Le segment des chevaux d’élevage, âgés de zéro à trois ans, n’est pas en reste. Loin de là. Il suffit pour s’en convaincre d’observer le comportement des acheteurs et l’évolution des prix dans les ventes aux enchères, où les transactions sont publiques. Ainsi, ce que l’on constate presque toutes les semaines à lecture des résultats des adjucations, notamment en ligne, s’est vérifié lors des quatre sessions nocturnes de la vente Élite de Fences, organisée en parallèle de la Grande Semaine. Ainsi, pas moins de 90% des sujets présentés ont trouvé acquéreur, pour un chiffre d’affaires total de 3,973 millions d’euros, en hausse de plus de 30% par rapport à 2020. “Nous avions déjà ressenti un beau dynamisme à l’occasion de notre vente de performers organisée dans le cadre de Longines Deauville Classic (en collaboration avec GRANDPRIX Events, ndlr). Cela s’est confirmé à Bois-le-Roi avec des résultats assez incroyables tant pour les chevaux de trois ans que les foals”, s’est félicité Benjamin Ghelfi, le nouveau président de l’agence. “On a souvent vu quatre, cinq, voire six acheteurs potentiels lutter à de très hauts niveaux d’enchères, contre deux ou trois autrefois, ce qui fait mécaniquement monter les prix. De fait, pas moins de vingt-trois lots ont été vendus plus de 50 000 euros, dont cinq au-delà de 100 000. Le marché du cheval de très haut de gamme ne s’est jamais aussi bien porté, ce qui ne peut que nous encourager à miser toujours plus sur la qualité.”

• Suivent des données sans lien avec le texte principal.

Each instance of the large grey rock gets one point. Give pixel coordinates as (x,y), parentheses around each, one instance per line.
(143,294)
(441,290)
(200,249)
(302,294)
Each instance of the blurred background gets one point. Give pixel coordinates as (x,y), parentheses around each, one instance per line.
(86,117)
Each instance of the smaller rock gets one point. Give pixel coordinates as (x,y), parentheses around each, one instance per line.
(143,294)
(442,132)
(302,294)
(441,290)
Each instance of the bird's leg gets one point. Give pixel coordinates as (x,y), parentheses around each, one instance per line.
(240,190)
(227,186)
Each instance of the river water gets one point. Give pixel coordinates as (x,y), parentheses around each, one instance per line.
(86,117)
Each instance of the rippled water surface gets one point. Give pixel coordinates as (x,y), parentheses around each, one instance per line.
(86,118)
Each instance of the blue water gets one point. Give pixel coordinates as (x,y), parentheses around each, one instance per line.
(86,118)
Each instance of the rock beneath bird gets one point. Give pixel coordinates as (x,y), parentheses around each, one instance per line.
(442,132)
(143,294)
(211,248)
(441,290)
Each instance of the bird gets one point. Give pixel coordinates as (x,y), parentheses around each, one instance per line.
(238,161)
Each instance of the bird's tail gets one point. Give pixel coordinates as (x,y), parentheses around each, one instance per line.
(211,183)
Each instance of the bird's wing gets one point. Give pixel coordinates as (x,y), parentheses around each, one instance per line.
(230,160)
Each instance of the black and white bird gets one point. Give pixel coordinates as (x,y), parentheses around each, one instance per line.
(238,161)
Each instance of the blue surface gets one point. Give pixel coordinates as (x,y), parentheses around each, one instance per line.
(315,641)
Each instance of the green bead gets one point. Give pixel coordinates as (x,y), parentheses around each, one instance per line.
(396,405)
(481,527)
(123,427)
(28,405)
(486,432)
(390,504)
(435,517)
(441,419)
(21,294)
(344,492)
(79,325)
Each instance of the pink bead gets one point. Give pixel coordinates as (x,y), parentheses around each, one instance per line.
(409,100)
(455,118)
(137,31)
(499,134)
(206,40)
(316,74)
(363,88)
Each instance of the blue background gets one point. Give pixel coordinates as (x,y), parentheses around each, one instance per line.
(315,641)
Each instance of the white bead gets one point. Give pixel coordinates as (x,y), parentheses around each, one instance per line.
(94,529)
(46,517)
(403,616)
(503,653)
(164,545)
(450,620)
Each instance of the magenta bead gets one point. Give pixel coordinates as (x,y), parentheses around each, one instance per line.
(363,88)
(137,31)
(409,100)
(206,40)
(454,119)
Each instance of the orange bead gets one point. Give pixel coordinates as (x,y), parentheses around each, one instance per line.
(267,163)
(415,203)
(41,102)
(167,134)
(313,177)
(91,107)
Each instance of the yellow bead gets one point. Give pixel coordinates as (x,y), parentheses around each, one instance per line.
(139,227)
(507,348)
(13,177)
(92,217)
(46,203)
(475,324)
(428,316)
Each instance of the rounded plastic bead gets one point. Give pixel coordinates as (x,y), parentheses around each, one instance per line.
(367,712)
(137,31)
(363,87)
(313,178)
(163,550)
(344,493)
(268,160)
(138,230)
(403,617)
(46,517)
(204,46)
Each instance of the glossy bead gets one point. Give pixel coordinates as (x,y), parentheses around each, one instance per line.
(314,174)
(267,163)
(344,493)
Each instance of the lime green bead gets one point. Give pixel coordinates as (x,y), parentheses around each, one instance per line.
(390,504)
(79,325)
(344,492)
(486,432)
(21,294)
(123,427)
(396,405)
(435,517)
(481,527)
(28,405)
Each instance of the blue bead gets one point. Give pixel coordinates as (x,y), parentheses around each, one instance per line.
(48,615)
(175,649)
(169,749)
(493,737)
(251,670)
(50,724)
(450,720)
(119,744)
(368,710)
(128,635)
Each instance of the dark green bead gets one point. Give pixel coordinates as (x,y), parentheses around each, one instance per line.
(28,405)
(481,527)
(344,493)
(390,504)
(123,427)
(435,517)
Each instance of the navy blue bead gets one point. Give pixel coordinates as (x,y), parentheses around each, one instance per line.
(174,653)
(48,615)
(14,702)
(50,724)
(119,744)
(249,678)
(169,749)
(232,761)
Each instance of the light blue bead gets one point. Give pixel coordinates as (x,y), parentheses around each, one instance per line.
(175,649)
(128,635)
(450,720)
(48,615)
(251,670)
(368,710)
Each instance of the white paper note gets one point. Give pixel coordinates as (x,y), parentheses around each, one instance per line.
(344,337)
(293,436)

Cette conclusion vaut sans aucun doute pour nombre d’acteurs de la filière, et en premier lieu pour ses professionnels vivant exclusivement ou principalement de ces activités. Il y a toutefois lieu de s’interroger quant à un risque, concernant tout autant l’Allemagne, les Pays-Bas ou la Belgique: le sport tricolore ne risque-t-il pas d’être victime du succès d’un élevage hexagonal exportant toujours plus de chevaux prometteurs? À trois ans des Jeux olympiques de Paris, Thierry Pomel, sélectionneur de l’équipe de France de saut d’obstacles, ne cache pas ses craintes quant à la perspective d’une pénurie de cracks dans les écuries de ses meilleurs pilotes. “On entend que des chevaux de cinq et six ans se sont vendus plus d’un million d’euros à Fontainebleau... Comment voulez-vous rivaliser face à cela?”, se demande Olivier Robert, dans l’entretien qu’il a accordé à GRANDPRIX, avant de relativiser, empreint de sagesse et d’optimisme. “Pour autant, il y a toujours des propriétaires pour équiper des cavaliers français, même si nous en perdons de temps à autre, et nous faisons naître des chevaux d’exception tous les ans. À nous, cavaliers, de bâtir des systèmes solides, de bien nous entourer et d’être bons avec nos propriétaires.” Souhaitons que l’Aquitain, modèle en la matière depuis une petite décennie, ait raison, et gageons aussi que cette embellie économique profitera largement à une filière en quête perpétuelle d’un modèle viable à long terme.